Henceforth, the Melvins brand (for want of a better word) has not only seen them cycle through line-ups on their albums since, including the likes of Butthole Surfers’ Jeff Pinkus and Mr. Bungle’s Mr Trevor Dunn on bass, but this album also sees them play with first Melvins drummer Mike Dillard. You can hear they’re having a ball on this album: as well as the crude cover of Beach Boys, ‘Negative No No’ is prime rock Melvins from way back before superfan Kurt Cobain played Buckshot Buckaroo; the type of dogpile riff that powers their live sets and they toss out with casual and almost insolent ease. For a band whose charms might not be immediately obvious, ‘Bouncing Rick’ is what we all come here for - part Sabbathian, part Black Flag punk energy and all elbow-swinging riff that will gleefully catch more than a few noses in the next Melvins moshpit. As a companion single, ‘The Great Good Place’s’ more locomotive-propelled riffs recall some sort of Tad-esque pulse, together with lashings of Greg Ginn atonal leads. And if you find a more effective ear-worm waltz than ‘Brian The Horse-Faced Goon’, please feel free to write in, if you can get your now-jiggling arms to stop flailing about..
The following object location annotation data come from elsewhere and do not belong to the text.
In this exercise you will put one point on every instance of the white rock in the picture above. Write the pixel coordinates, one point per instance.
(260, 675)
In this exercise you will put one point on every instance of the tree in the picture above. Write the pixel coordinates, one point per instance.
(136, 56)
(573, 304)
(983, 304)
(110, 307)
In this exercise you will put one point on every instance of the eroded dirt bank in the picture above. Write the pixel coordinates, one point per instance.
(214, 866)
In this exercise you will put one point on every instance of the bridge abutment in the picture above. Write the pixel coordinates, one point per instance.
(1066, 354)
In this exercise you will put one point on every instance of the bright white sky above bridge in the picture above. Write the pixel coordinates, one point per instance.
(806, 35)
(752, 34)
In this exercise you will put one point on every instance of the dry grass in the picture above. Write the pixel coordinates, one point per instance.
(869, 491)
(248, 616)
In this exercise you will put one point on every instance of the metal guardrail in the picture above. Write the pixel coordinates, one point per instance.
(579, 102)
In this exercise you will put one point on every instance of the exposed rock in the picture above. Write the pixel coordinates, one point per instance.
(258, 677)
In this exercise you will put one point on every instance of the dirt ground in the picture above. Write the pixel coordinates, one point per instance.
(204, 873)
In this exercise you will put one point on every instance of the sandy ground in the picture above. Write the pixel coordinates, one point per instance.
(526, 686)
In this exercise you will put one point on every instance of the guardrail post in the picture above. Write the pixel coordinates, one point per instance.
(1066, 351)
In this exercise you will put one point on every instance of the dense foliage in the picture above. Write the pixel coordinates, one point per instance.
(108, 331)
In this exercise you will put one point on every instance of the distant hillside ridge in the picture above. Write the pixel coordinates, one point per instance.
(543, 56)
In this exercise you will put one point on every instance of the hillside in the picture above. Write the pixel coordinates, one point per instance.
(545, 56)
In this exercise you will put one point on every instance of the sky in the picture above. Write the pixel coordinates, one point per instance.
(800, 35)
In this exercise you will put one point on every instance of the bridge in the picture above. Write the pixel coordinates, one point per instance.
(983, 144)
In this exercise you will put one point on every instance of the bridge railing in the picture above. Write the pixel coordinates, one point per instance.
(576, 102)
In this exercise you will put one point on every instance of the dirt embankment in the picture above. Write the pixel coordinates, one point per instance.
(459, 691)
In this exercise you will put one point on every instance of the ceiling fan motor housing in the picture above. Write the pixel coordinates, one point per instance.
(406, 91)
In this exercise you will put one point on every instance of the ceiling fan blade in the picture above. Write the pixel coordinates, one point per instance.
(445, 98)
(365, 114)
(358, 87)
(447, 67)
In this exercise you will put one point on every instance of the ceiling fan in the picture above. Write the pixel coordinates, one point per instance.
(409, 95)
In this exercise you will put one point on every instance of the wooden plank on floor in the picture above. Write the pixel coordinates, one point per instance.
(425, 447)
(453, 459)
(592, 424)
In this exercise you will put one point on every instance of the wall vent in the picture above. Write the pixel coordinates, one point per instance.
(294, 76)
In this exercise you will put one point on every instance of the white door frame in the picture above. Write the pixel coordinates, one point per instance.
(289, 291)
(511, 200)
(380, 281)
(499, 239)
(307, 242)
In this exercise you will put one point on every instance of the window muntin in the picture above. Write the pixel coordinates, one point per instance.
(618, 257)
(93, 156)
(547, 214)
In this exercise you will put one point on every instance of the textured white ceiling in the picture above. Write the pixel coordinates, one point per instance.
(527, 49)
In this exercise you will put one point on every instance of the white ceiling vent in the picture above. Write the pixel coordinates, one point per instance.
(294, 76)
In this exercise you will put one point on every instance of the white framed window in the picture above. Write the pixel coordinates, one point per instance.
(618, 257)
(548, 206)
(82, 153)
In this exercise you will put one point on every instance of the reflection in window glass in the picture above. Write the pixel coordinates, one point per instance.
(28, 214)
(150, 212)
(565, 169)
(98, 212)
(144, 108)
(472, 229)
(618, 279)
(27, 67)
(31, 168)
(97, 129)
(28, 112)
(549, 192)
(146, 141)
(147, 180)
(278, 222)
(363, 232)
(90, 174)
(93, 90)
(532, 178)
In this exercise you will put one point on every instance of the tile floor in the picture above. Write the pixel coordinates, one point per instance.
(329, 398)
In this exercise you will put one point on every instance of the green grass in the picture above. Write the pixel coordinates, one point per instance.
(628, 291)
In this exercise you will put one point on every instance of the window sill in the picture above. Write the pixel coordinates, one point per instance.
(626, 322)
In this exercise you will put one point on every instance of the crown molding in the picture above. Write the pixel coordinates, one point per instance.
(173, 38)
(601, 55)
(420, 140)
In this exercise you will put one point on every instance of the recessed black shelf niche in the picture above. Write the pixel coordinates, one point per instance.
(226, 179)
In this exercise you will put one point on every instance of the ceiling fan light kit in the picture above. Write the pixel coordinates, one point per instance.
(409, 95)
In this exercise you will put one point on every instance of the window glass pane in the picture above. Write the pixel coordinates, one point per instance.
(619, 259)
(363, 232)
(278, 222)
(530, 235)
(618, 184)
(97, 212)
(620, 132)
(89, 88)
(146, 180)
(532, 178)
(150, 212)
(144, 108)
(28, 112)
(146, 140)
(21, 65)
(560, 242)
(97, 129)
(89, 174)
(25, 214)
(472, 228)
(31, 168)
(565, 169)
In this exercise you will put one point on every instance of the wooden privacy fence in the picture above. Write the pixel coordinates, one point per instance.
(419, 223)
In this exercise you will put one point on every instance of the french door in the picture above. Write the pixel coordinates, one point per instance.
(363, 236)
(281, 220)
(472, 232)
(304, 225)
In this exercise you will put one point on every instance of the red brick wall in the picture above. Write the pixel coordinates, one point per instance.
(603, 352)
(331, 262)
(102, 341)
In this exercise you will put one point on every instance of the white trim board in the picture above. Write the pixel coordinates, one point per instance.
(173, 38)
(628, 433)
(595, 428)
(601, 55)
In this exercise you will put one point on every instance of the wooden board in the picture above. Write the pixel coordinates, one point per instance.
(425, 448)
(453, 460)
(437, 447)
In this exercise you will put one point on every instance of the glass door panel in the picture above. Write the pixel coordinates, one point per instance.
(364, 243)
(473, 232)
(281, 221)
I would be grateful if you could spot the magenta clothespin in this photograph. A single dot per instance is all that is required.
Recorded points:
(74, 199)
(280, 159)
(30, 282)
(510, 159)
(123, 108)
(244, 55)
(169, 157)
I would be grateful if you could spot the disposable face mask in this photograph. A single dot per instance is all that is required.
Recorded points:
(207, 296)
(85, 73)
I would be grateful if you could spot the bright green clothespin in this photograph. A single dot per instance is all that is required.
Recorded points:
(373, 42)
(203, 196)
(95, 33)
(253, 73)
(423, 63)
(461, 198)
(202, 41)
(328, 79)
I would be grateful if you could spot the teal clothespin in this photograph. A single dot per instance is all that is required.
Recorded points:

It’s not all swinging riffs though, and there are some moments that don’t 100% work: ‘Caddy Daddy’ is a slow-boiling sludge of a track that bubbles with pleasing malevolence, but the same can’t be said about late album ‘Hot Fish’, and ‘Hund’ sounds like a reprise other faster and better songs like ‘Boy Mike’ earlier on in the running order. Having said that, they have already planned for this eventuality with the ‘1 Fuck You’ and ‘Fuck You’ combo (the latter just consisting of the preceding riff and screaming, and have a guess what sentiment pervades the former). And that’s just pure Melvins, continuing to do whatever the fuck they like.